E3 is right around the corner, and like every year, people are eagerly waiting in anticipation for all the big announcements and trailers and who knows what that will come from the event that has gained an almost legendary status in the world of games. From an outsider’s perspective, it must look like the gaming equivalent of the Oscars with all the cameras, flashy appearances, and crowds of people. For a press event, it is certainly one of the more well known ones, and for a good reason. But when it comes down to it, perhaps E3 is like an old man past his prime, eager to steal the spotlight once more by throwing the biggest party on the block.

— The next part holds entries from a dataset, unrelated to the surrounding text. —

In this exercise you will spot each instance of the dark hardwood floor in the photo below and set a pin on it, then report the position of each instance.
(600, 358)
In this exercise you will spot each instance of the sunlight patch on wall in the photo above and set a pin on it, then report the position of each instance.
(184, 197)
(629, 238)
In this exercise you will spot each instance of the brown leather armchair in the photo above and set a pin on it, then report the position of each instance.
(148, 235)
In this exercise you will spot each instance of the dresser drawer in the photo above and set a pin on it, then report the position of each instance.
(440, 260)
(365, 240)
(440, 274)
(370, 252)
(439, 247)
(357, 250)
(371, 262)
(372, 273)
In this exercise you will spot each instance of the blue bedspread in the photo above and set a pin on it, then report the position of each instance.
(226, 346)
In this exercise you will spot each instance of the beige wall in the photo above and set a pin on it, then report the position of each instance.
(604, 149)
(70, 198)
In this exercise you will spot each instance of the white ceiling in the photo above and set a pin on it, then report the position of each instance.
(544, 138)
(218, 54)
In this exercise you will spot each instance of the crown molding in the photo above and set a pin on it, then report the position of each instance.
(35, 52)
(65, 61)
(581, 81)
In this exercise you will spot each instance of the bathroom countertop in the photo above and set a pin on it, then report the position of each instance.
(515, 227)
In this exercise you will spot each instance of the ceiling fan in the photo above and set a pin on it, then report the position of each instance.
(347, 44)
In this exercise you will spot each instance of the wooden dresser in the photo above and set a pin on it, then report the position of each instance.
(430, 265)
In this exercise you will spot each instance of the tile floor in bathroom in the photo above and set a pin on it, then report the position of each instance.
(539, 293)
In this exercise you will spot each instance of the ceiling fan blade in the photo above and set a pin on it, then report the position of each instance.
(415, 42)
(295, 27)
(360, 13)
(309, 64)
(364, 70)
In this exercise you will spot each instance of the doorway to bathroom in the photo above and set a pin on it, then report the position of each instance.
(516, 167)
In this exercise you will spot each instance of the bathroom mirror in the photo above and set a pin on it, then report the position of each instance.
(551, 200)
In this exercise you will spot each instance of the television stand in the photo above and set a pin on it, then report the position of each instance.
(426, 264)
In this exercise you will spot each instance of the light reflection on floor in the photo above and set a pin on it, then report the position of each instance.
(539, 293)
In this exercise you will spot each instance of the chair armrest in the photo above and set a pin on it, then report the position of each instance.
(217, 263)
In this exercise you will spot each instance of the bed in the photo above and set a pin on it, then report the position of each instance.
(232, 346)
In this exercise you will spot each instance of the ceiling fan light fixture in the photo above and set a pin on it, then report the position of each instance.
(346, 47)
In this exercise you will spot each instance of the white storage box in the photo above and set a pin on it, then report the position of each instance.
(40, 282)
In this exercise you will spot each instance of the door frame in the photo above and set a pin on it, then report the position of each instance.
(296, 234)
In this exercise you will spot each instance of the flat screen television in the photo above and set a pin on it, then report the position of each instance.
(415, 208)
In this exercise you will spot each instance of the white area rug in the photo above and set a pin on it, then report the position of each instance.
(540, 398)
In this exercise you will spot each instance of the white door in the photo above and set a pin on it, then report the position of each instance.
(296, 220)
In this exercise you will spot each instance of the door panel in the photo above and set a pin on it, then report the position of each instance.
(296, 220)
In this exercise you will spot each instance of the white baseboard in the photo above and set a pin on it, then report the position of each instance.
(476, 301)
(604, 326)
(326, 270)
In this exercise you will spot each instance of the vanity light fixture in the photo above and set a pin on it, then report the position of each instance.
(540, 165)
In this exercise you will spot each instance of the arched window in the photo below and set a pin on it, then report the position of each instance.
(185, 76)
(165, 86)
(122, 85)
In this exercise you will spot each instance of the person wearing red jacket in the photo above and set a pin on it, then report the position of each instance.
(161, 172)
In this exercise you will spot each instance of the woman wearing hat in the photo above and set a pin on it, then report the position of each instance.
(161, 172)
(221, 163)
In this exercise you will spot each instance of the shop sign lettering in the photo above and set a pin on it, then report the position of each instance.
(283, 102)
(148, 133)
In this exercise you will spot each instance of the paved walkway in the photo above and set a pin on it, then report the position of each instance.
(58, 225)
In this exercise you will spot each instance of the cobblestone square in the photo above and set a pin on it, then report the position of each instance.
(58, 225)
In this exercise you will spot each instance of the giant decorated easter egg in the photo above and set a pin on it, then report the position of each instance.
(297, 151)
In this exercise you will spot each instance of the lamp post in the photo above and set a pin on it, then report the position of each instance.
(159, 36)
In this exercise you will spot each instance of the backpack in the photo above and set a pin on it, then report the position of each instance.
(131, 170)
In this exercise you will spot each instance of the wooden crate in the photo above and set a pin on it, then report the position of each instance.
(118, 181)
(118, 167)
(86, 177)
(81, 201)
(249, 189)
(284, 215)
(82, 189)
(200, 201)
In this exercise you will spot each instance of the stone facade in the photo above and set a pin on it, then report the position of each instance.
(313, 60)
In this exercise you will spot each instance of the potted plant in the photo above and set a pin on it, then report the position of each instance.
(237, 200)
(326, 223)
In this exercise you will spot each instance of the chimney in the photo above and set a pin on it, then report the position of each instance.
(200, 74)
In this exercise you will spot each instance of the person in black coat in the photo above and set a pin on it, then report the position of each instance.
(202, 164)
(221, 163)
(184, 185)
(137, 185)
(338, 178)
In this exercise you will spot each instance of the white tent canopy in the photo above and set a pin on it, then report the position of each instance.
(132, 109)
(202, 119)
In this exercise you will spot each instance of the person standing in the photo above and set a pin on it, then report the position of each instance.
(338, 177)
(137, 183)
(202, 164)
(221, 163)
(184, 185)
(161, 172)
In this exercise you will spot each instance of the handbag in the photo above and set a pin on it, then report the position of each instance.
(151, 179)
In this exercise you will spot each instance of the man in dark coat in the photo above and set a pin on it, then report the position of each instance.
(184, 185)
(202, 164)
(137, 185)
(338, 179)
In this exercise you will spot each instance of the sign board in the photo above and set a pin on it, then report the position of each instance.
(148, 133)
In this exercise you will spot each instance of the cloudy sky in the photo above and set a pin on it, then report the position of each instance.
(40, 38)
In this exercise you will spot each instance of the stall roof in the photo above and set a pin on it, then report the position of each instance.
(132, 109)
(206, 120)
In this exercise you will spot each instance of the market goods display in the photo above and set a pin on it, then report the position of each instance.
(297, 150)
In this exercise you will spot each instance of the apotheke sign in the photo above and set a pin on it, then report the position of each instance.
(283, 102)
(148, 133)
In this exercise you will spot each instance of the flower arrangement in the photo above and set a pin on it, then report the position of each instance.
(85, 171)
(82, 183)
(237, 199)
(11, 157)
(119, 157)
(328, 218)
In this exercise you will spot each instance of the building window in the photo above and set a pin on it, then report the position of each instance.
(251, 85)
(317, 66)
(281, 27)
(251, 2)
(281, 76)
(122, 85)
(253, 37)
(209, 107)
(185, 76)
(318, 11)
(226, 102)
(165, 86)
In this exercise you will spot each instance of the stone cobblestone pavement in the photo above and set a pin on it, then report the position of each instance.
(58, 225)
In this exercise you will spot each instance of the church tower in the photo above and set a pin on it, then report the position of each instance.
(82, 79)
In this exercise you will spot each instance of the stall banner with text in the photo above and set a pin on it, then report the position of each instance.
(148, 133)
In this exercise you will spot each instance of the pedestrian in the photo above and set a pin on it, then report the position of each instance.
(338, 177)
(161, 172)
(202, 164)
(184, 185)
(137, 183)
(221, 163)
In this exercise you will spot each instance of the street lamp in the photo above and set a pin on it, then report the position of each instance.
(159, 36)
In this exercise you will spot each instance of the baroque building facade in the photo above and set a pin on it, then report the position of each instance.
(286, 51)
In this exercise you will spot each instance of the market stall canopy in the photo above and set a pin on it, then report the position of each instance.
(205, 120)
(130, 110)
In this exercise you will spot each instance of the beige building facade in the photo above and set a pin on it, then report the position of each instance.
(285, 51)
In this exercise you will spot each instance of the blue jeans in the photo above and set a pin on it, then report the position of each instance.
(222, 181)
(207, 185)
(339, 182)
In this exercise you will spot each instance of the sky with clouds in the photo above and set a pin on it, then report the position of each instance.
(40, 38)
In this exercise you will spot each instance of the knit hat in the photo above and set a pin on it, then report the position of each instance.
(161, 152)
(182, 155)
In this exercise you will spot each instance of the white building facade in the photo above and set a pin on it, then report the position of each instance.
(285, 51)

Take last year’s lineup of notable games that were shown off. All respectable presentations to be sure, demonstrating the pinnacle of gaming at the time. But there were so many that were delayed, or better yet, games that would come out within a year or two. Now of course, developing games is hard work and sometimes things happen that force a change in release date, a perfectly acceptable practice for the sake of quality. But when games that are slated to come out are teased this far in advance, it does defeat the purpose of hype, does it not? Why tease Mass Effect 4, or Dead Island 2, or Rise of the Tomb Raider, or Rainbow 6: Siege when they come out years from the event, unless of course it is merely a move to gain attention from the financial world.
And even if the game comes out relatively close to the event, so much can change. Master Chief Collection and Assassins Creed Unity are now one of the most often touted examples of games that simply do not work (an exaggeration of course, but lets be honest, when something breaks everyone hears about it but when something works no one says anything). Meanwhile Destiny is not quite as many of us probably anticipated, given how the trailers and demos never implied that the story simply doesnt exist or how much repetition is involved. And who can forget how Battlefield Hardline (and other military themed shooters) are always shown off with the most well coordinated, well equipped, teams fighting each other in very obviously scripted scenarios when actual gameplay often involves your team’s helicopter flying into the ground when a random teammate takes it and realizes that they dont know the controls.
Of course, there are games that have been shown off and live up to the expectations that we get and come out when the presentations are still things we can remember. Realistically though, even without E3, there would have been “leaks”, trailers, TV or internet advertisements, and coverage of all kinds that will let the world know that a game is coming. And even then, we have to keep in mind that things may not perform as they appear, and special scrutiny should probably be directed towards games that have terrific trailers with lifelike character models and whatnot…but are essentially pre-rendered cutscenes that dont show off gameplay.